Este doctor daba a mi lado largas caminatas en la playa dándome la mano cuando por mi pata de palo me era poco posible subir cuestas o escalar rocas. El fue quien me habló de las enfindrias que el mar deja en sus orillas y que vienen con la corriente desde largas distancias formando arabescos caprichosos. Y en más de una oportunidad cuando le ayudaba a recoger semilla de esas flores extrañas que existen junto a las playas, me decía:

—Jacinto: un día será usted libre y le llevaré a mi casa para que vea estas flores.

Sabiendo que en la isla hace muchos siglos habitaron indios de la raza chorotega, gustaba de recoger piedras indígenas que se encontraban en el cauce de los arroyos y fue él quien dio a nuestro bibliotecario la idea de poner objetos de indio a lo largo de los estantes para dividir los libros.

Decía el doctor Sánchez a un grupo de reos:

—Yo sé que la libertad no tiene precio…, pero la vida nos somete a muchas pruebas y de ésta tenemos que tratar de salir siendo mejores; sus consejos tenían un gran acento de bondad como cuando Teresa Valerio decía:

—Hijos míos, mañana todo ha de ser distinto, paciencia.

Imaginaba cuando así la escuchaba hablar, que su palabra siempre nos dejaba algo en la vida como la promesa que recibe el panal a cada regreso de la abeja.

Con la dirección de Defensa Social a cargo de los penales se fue depurando más nuestra situación hasta el extremo de que tres años después la gente se hacía lenguas de San Lucas y desde otros países venían hombres inteligentes para estudiar este nuevo tratamiento que se aplicaba en un afán de educar al hombre que cometió un delito.
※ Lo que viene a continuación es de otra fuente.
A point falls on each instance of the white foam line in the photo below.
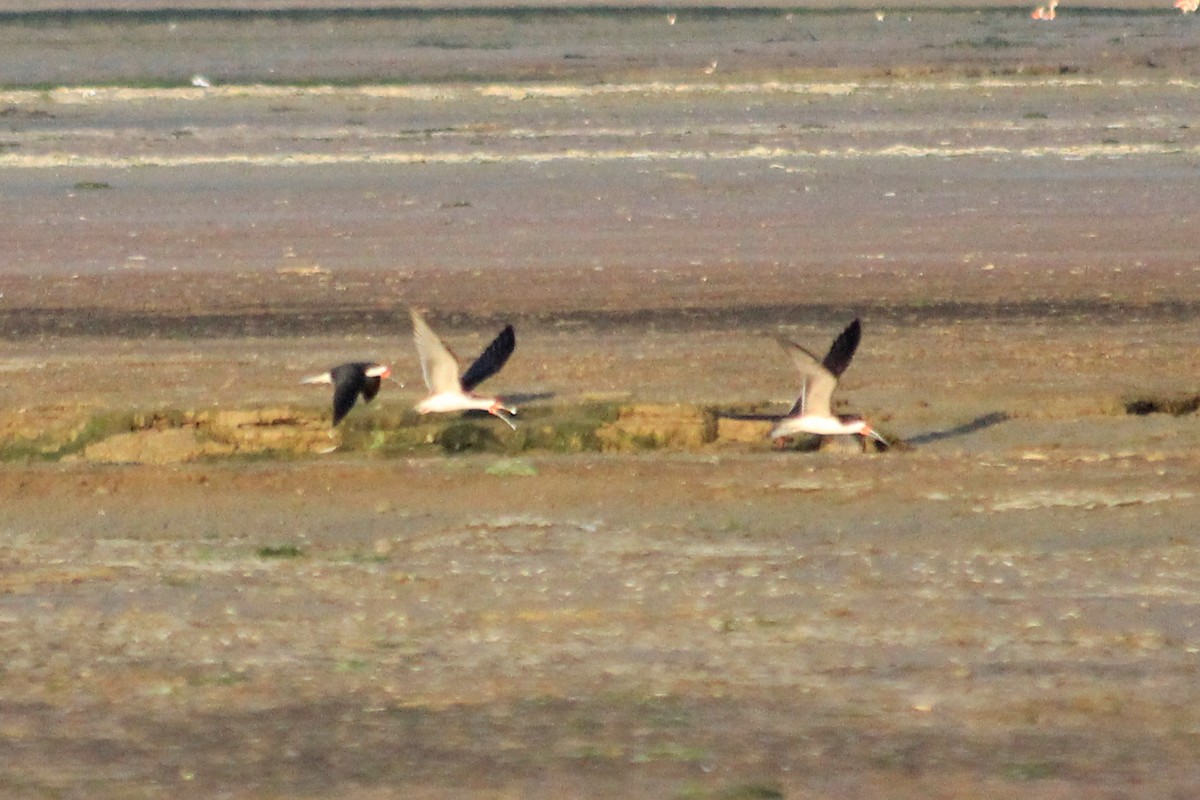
(517, 91)
(54, 161)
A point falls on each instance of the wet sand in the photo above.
(1001, 607)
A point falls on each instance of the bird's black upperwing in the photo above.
(490, 360)
(348, 382)
(371, 388)
(843, 349)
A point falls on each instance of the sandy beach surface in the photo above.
(633, 595)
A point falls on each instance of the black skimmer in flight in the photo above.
(1047, 12)
(813, 411)
(448, 390)
(349, 380)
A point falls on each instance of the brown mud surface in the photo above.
(1003, 605)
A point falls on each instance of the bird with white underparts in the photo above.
(813, 411)
(449, 391)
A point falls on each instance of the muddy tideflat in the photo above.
(1002, 606)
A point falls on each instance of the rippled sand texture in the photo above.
(1002, 606)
Decía don Rodrigo que nosotros hemos venido de un mundo del que no supimos adaptarnos. Ahora se nos daba clase de lo que podíamos esperar de ese mismo mundo una vez que regresáramos.

Es que la gente buena que he citado no quería que nosotros fuéramos contados como en el contar de una piltrafa social.
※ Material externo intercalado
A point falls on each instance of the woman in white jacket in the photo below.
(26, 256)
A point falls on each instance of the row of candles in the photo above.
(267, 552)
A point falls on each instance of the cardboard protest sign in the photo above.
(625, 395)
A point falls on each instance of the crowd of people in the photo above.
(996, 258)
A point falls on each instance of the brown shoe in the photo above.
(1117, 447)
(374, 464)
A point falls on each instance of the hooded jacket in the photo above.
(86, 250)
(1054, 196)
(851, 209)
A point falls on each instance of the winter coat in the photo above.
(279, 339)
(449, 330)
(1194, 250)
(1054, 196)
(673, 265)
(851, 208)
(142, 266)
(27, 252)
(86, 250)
Yo mismo no sé hasta dónde he recibido la lección que encierra una cárcel. Mi situación es diferente a la de los otros reos: soy inocente. Soy inocente, ¡¡¡SOY inocente!!!
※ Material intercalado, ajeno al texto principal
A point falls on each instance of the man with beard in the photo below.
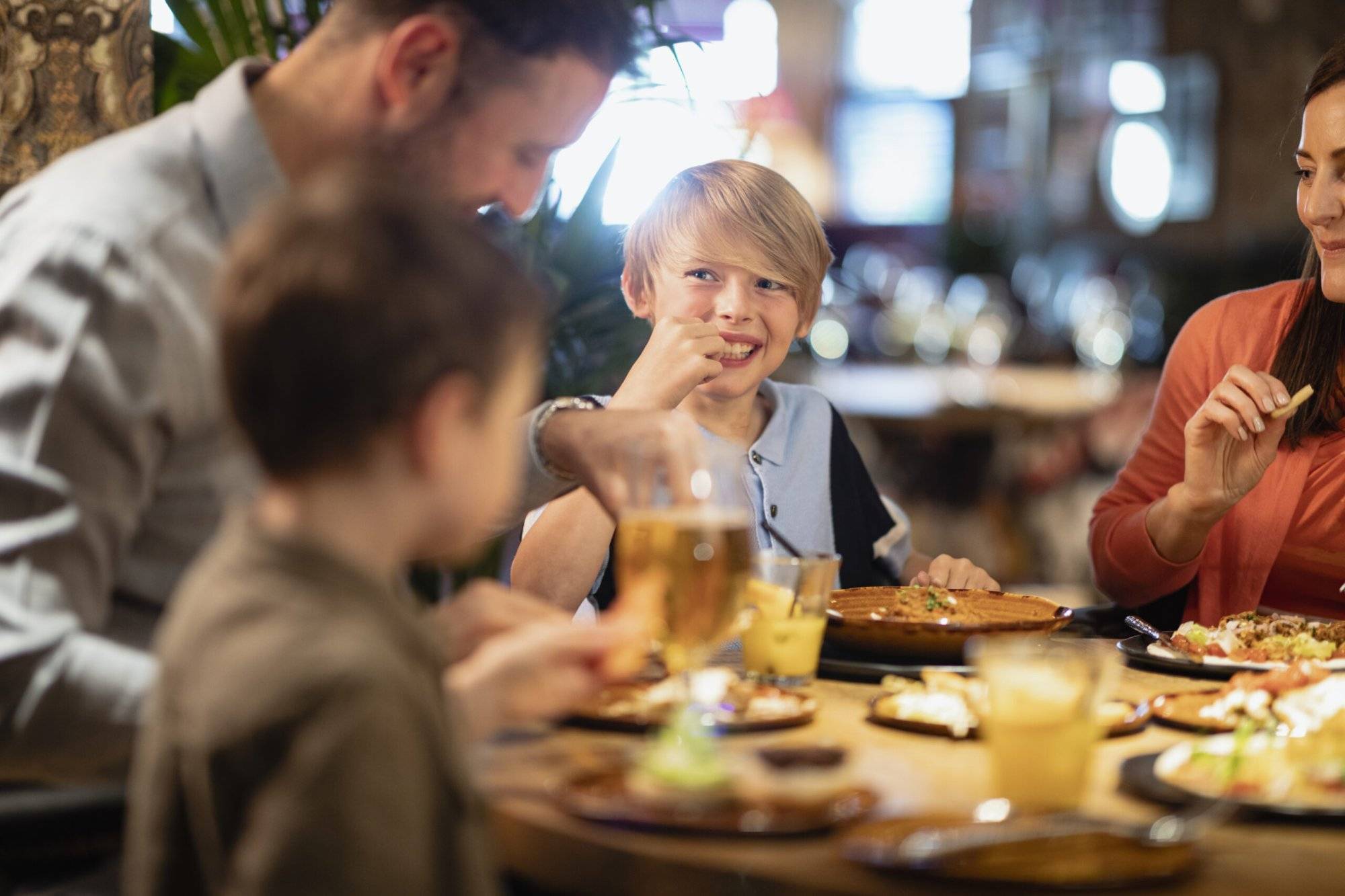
(115, 459)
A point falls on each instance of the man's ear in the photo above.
(637, 298)
(418, 69)
(440, 420)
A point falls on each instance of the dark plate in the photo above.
(1082, 861)
(1140, 779)
(637, 724)
(1137, 654)
(1133, 724)
(603, 797)
(1183, 710)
Pero puedo medir el mal que un penal hace si le cuento a usted que aprendí a hablar a lo criminal y a pensar como ellos y a sentir cómo una reja hace que sienta el hombre.

Y el ambiente torvo y sin alma me enseñó por muchos años solamente a odiar y odiar.

Sé que la lección es buena.

Alguna persona oyendo con dolor la historia que hoy le cuento a usted me ha dicho que mucho más allá de donde termina Costa Rica por todos lados, existen penales donde la vida es igual al sistema que imperó en San Lucas en tantos años.

Cuando los reos vienen hoy desde la penitenciaría, muestran un cuadro de espanto como el nuestro hace diez años.

Ojalá que todo cambie.

Ojalá que la lección del presidio de San Lucas, narrada en ese libro que usted me ha dicho ha de escribir, pueda abrir una ruta nueva en el camino y en el pensamiento de los hombres que tienen en sus manos el destino de los reos dondequiera a que al nacer de la mañana, se anuncie con el cantar de los gallos y en toda parte donde la vida de un hombre se vea limitada por las rejas.